Directors Laura Ricciardi (left) and Moira Demos (right) with Iris Ng (center) on the set of "Making A Murderer".

Moira Demos and Laura Ricciardi (a former lawyer) directed Making a Murderer over the course of nearly a decade. The two were graduate film students at Columbia University in New York when they first read a The New York Times article about Avery's arrest in connection with Halbach's murder. To this date, Making a Murderer is the only directorial credit on either filmmaker's IMDB page, though the series' massive success would suggest that likely will not remain the case for long.

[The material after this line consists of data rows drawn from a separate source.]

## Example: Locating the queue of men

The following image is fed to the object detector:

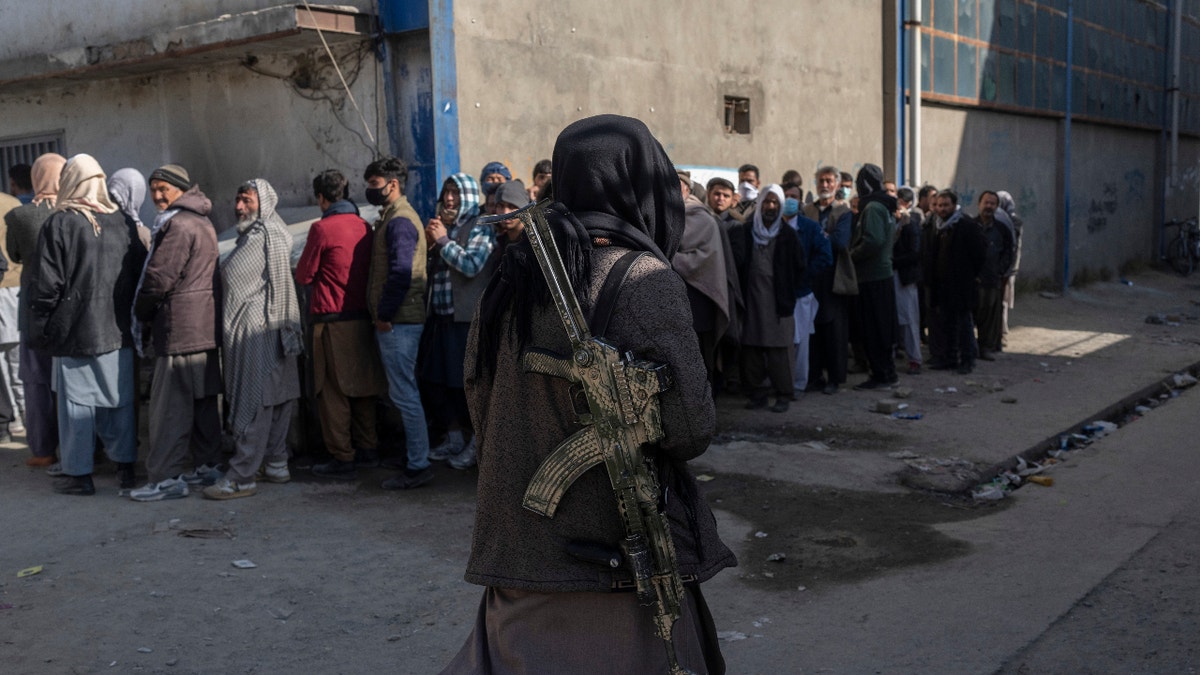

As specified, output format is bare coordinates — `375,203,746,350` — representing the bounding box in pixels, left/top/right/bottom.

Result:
0,154,1020,502
700,165,1021,412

Since the series debuted, Demos and Ricciardi have spent a fair amount of time defending their work against claims (from the likes of Kratz and others) that the documentary is unfairly skewed in Avery's favor. The filmmakers contend that it would have been impossible to include every aspect of Avery's six-week trial and that they chose the most important aspects of the state's argument against Avery (based, they say, on what Kratz spoke about in his press conferences) to highlight.

But the debate is likely to continue, as Investigation Discovery is producing its own documentary to "display some of the critical details missing from the Netflix production," Henry Schleiff, group president, Investigation Discovery, said. It is slated to air in mid-January.  On January 9, Fox News will air its own special about the case.